During the last month, the average Redskin fan learned more about post-surgery infections than most football fans ever considered. 

The news surrounding Alex Smith's recovery from a broken leg has been upsetting, particularly that Smith has dealt with a serious infection and had to undergo multiple procedures to clean up the wound. Smith's situation was unique, he broke the tibia and fibula in his right leg, and the fracture wasn't clean

Still, alarming news emerged this week that Smith was not the only Redskins player to deal with post-surgery infection. 

Rookie Derrius Guice injured his knee in the preseason, ending his season and ruining a full offseason of momentum.

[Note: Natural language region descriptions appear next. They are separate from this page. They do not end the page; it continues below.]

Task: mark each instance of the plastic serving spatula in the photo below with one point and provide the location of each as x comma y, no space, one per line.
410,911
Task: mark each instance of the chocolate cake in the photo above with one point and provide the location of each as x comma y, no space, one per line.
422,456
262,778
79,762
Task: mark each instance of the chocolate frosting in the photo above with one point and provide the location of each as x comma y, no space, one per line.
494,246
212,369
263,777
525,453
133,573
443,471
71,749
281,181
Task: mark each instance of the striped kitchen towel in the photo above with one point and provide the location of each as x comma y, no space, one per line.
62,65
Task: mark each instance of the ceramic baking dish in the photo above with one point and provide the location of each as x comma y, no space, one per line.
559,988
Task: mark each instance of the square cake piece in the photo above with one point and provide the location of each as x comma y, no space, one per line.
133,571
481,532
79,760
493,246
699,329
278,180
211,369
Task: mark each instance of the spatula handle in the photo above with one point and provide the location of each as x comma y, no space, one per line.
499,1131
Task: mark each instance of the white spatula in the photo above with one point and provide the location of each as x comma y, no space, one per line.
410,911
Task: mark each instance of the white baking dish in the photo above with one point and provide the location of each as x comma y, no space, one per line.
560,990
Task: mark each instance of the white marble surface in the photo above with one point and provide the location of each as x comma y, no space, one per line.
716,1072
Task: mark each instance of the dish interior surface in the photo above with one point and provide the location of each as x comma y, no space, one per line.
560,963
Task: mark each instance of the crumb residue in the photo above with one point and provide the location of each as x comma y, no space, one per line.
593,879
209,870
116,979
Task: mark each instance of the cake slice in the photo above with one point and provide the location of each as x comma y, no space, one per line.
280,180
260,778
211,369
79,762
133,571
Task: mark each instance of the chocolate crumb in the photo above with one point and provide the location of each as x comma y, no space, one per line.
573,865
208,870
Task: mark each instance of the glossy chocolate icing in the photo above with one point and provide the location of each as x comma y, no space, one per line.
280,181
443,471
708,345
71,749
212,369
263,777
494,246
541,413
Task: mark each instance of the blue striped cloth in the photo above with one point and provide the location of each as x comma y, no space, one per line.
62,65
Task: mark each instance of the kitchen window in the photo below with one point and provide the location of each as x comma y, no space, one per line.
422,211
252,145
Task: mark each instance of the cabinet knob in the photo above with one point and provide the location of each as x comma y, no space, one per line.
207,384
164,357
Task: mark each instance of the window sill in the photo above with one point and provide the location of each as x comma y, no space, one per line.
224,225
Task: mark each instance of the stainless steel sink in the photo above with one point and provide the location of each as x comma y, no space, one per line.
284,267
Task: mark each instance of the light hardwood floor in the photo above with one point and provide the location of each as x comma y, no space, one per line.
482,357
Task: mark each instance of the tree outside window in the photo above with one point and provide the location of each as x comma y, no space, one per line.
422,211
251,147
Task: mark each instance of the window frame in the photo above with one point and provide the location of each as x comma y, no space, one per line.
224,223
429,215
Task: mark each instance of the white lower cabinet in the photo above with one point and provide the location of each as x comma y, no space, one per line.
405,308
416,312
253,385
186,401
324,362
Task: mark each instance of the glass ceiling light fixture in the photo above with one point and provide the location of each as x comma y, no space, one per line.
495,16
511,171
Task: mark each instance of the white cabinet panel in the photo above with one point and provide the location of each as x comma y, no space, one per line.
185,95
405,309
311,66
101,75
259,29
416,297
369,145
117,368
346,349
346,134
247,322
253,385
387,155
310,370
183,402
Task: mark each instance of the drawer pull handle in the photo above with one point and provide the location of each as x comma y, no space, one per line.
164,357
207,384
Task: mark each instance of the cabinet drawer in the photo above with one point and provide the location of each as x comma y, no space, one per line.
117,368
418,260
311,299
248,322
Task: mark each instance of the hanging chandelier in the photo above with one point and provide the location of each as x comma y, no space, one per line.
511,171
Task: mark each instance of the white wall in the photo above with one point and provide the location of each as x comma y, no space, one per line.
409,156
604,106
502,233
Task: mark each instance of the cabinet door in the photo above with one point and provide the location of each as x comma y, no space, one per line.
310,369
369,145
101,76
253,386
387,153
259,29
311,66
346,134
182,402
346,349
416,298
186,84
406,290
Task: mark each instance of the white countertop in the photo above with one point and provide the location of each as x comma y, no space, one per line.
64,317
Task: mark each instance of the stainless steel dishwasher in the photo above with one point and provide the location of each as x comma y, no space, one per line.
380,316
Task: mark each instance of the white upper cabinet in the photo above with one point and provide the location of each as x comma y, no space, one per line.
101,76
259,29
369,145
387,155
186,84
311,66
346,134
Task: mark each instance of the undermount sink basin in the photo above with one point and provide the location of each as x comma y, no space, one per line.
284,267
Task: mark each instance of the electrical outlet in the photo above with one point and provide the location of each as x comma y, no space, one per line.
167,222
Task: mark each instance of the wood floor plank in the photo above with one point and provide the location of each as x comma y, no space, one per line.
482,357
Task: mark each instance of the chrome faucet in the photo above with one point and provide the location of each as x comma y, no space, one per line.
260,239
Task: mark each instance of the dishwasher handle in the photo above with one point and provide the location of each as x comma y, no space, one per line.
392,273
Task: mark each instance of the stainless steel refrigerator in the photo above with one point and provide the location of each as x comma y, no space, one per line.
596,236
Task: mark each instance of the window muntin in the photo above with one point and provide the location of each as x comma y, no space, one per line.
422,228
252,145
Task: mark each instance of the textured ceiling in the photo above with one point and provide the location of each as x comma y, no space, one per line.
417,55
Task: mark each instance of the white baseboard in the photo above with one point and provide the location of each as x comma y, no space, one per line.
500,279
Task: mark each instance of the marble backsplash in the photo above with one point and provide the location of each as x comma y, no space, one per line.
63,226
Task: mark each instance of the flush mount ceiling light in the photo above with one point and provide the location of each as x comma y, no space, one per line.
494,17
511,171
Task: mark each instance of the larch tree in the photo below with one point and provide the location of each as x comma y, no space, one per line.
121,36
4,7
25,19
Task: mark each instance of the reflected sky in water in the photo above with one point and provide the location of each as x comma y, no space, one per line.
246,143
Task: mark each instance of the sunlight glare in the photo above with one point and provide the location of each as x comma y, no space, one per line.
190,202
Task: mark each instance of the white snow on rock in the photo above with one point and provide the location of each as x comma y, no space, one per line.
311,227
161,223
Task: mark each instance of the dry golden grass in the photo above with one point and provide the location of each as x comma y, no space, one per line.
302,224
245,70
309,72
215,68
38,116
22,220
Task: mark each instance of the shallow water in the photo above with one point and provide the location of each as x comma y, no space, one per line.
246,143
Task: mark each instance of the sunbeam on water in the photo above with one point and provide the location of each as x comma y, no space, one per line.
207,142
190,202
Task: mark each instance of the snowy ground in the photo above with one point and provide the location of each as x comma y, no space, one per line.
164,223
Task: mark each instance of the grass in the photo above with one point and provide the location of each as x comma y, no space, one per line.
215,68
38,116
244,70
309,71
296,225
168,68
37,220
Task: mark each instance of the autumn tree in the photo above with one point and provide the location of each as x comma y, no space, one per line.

Before he ever played a game, Guice became a fan favorite with his engaging enthusiasm. Then, he injured his knee in the preseason and was lost for the year. 

For many players, surgery is tough, but then rehab begins. 

For Guice - like Smith - that wasn't the case.

After his knee surgery, Guice suffered an infection that lasted two months and required three additional procedures, The Washington Post reported. That required seven weeks of antibiotics which included significant use of IVs, swelling, flu-like symptoms and having his knee drained. 

The experience forced Guice to stay in Louisiana for months, closer to Dr. James Andrews office in Gulf Breeze, Florida, and away from his Redskins teammates in Ashburn. 

Now, finally, Guice is feeling better and expects to be all the way back for offseason work in 2019. That's great news for the Redskins.

Guice was considered to be the focal point of the Washington offense before the knee injury in the preseason, and he's a running back with immense potential. 

On some level, however, it's quite alarming that both Smith and Guice suffered infections after major injuries. 

Smith's injury was grotesque enough that there were immediate worries of infection. Even with the advanced concern, the infection still came. 

Guice's injury was severe, but not like Smith. And still, the infection came. 

It would take a forensic medical team to compare the situations and figure out if there is something the Redskins need to address. That won't happen on this page. 

At the same time, however, what were the odds back in training camp that the Redskins' then starting quarterback and running back would not only need surgery on their leg, but both would suffer from post-op infection? 

Like many things with the Redskins' 2018 season, there seem to be more questions than answers. The good news, Guice should be back for 2019. As of now, the same can't be said for Smith.